According to our recent study with B2B International, almost half of IT companies have encountered a DDoS attack. However, most businesses that suffer from these attacks prefer to deal with the problem on their own, so as not to attract press coverage. Not only do such attacks lead to financial losses from unplanned downtime, but they can also cause severe reputational damage that can lead to the loss of valuable customers. The threat from DDoS attacks is real and the impact is significant.  So it’s important that businesses of all sizes need to find an effective way to safeguard their organisations from such attacks.

How to stay protected

The key to defending against DDoS attacks lies in early detection of an attack and mitigating the effects of the attack by filtering out the traffic generated by the attackers.  There are different approaches to this and dozens of companies on the market that provide services to protect against them. Some install appliances in the client’s information infrastructure, some use capabilities within ISP providers, and others channel traffic through dedicated cleaning centres. Three of the most popular approaches are:

Install filtration equipment within the company IT infrastructure: It is possible to install special equipment within the company’s IT infrastructure. However this method has some serious drawbacks. Firstly, it requires IT professionals to control the filtration equipment. And secondly, it may clog the entire Internet channel, not just the company equipment.

Ask your Internet provider to filter the traffic: Another option is a contract with a company specialising in protection against DDoS attacks, such as an Internet service provider (ISPs). ISPs use a wide channel, giving them a significant safety margin that enables them to provide their customers with communication even when they are under attack. However, a wide channel and filtering services are only effective if the filtration rules are continually improved to combat the latest DDoS techniques. Not all providers offer such a service, As a result, they can only filter out the crudest, most obvious attacks. If a company is able to employ true specialists its protection will be much more effective, but they also have to rent a wide channel from a provider, which drives up the cost of protection.

Turn to the experts: The most effective method of protection involves experts who not only modify filtering equipment but also study the tricks used by the fraudsters, develop new defensive technologies, monitor the situation and are ready to quickly improve filtering mechanisms. Specifically, if the attacker probes a victim’s resources in search of the most effective means of attack available, only expertise in this area can help to quickly find the appropriate filters and avoid resource overload.

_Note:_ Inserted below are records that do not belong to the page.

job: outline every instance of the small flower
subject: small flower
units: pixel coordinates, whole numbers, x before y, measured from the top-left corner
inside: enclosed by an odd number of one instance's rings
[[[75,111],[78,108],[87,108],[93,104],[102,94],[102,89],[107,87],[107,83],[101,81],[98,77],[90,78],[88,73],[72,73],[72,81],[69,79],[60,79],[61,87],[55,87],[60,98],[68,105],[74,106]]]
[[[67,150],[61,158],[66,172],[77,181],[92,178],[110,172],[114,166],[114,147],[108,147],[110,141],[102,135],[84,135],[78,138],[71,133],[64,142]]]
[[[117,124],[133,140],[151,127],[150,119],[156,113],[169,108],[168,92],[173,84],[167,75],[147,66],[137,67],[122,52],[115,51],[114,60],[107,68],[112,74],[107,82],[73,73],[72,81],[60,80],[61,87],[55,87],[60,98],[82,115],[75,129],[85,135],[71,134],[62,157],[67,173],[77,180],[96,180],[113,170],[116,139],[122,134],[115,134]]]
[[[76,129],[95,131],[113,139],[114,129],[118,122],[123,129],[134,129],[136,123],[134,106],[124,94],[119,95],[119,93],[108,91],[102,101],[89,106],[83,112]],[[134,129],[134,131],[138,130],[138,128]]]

In addition, partnership with an Internet provider can help to provide still more effective filtering. In some cases it is possible to weed out crude attacks entirely on the provider’s equipment while referring more sophisticated junk traffic to special cleaning centres. This approach also reduces the cost of customer protection since it can work in an online channel with relatively small bandwidth.

Online activities now play an increasingly important role in virtually every business’s day-to-day interactions with customers, suppliers and employees, so no business can afford to ignore the risk posed by DDoS attacks. By putting in place a stringent security policy, supported by the right technology and expertise, businesses can be confident that their organisation remains protected, should the worst happen.